Fortunately for him, he is not overweight. But some of his friends are, including one who was recently diagnosed with Type II diabetes. Unfortunately, his generation is one that is facing what is being called the epidemic of obesity. They're caught in an environment where eating right is not valued—and where their quality of health is threatened at earlier ages.
"Obesity [among children] has tripled in just a generation," said Thomas Frieden, MD, director of the Centers for Disease Control and Prevention (CDC) earlier this week in Washington, DC, at the first annual CDC conference on the "Weight of the Nation."
"We know that our genes haven't changed this fast. We know that our preferences have not changed this fast. We are hardwired to like sweet and salty food," he said. "What has changed is our environment, and if we are to make a change in the obesity epidemic, we're going to have to change the environment in order to gain control."
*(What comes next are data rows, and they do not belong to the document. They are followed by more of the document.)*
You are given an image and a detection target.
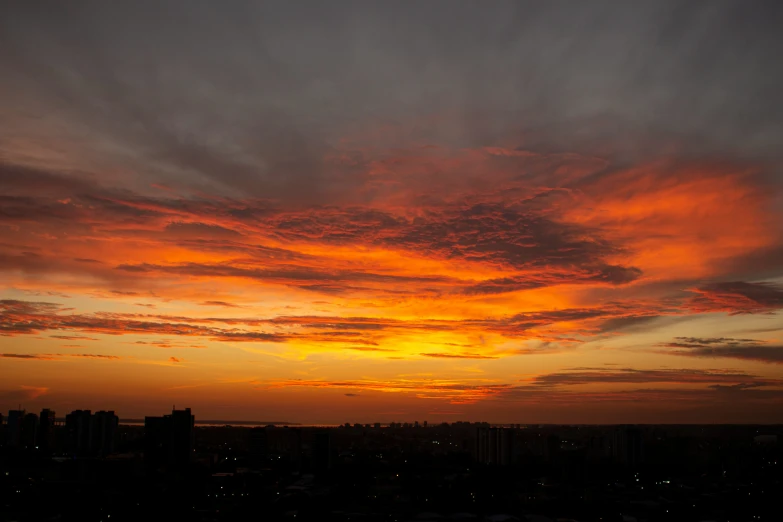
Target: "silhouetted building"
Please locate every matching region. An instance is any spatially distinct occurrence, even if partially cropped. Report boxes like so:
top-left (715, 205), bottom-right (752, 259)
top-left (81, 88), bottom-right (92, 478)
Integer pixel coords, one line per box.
top-left (612, 426), bottom-right (644, 467)
top-left (5, 410), bottom-right (25, 446)
top-left (144, 408), bottom-right (195, 469)
top-left (476, 427), bottom-right (516, 466)
top-left (90, 411), bottom-right (120, 457)
top-left (250, 428), bottom-right (269, 458)
top-left (21, 413), bottom-right (38, 449)
top-left (65, 410), bottom-right (92, 456)
top-left (313, 431), bottom-right (332, 472)
top-left (38, 408), bottom-right (56, 451)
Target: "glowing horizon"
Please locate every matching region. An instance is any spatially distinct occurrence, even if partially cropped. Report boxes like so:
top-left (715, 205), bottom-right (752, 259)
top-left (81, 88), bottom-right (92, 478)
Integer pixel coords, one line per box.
top-left (0, 1), bottom-right (783, 424)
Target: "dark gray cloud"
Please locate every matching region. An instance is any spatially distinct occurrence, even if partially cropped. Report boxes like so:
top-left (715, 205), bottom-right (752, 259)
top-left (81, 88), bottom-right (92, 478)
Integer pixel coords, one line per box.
top-left (0, 0), bottom-right (783, 202)
top-left (690, 281), bottom-right (783, 314)
top-left (663, 337), bottom-right (783, 364)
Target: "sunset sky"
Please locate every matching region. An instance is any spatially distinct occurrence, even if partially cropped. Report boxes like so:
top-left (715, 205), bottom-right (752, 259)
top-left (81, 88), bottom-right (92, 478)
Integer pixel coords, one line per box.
top-left (0, 1), bottom-right (783, 423)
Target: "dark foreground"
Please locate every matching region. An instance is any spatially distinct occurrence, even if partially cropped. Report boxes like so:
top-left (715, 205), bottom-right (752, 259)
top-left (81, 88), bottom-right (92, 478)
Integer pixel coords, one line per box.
top-left (0, 423), bottom-right (783, 522)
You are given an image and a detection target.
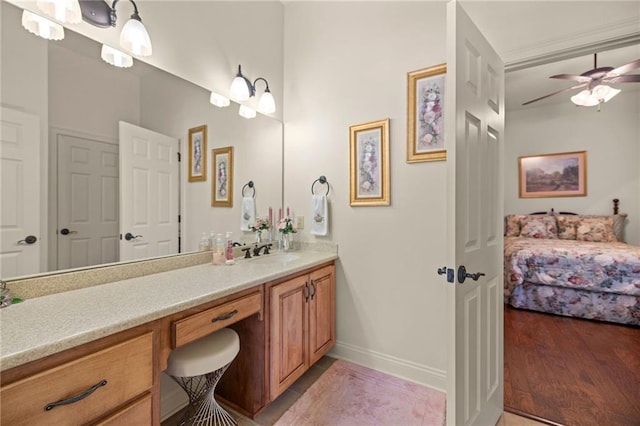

While no easy answers exist on how to tackle this epidemic, Frieden said that the public health community may want to take pages from the playbook on eliminating smoking, the leading preventable cause death in the country. He suggested a three-pronged approach used to reduce tobacco use that could be used to rewire the way children—and even adults—approach food.
Price is the first prong. What has happened during the past several decades—and in his view is "the single most likely explanation for the obesity epidemic"—is that carbonated drinks, sugar, and sweets have gotten relatively less expensive. Meanwhile, fresh fruits and vegetables have become relatively more expensive.
This means that the cheaper junk food becomes the food of choice. One solution, which was done with tobacco products, is to make these junk foods more expensive through taxes. "A substantial soda tax would probably be the single most effective way we could reduce obesity," he said, citing one example where a 10% increase in the price of soda resulted in an 8% decrease in consumption. Meanwhile, focus should be placed on lowering healthy food costs.
"As we think about sources of revenue for health reform or other societal needs, at one cent an ounce, the revenue from a soda tax could be on the order of $100 billion to $200 billion over the next 10 years," he said.
Exposure is the next key intervention. This means increasing exposure to healthy foods through placement in supermarkets or small grocery stores, and making these foods more readily available.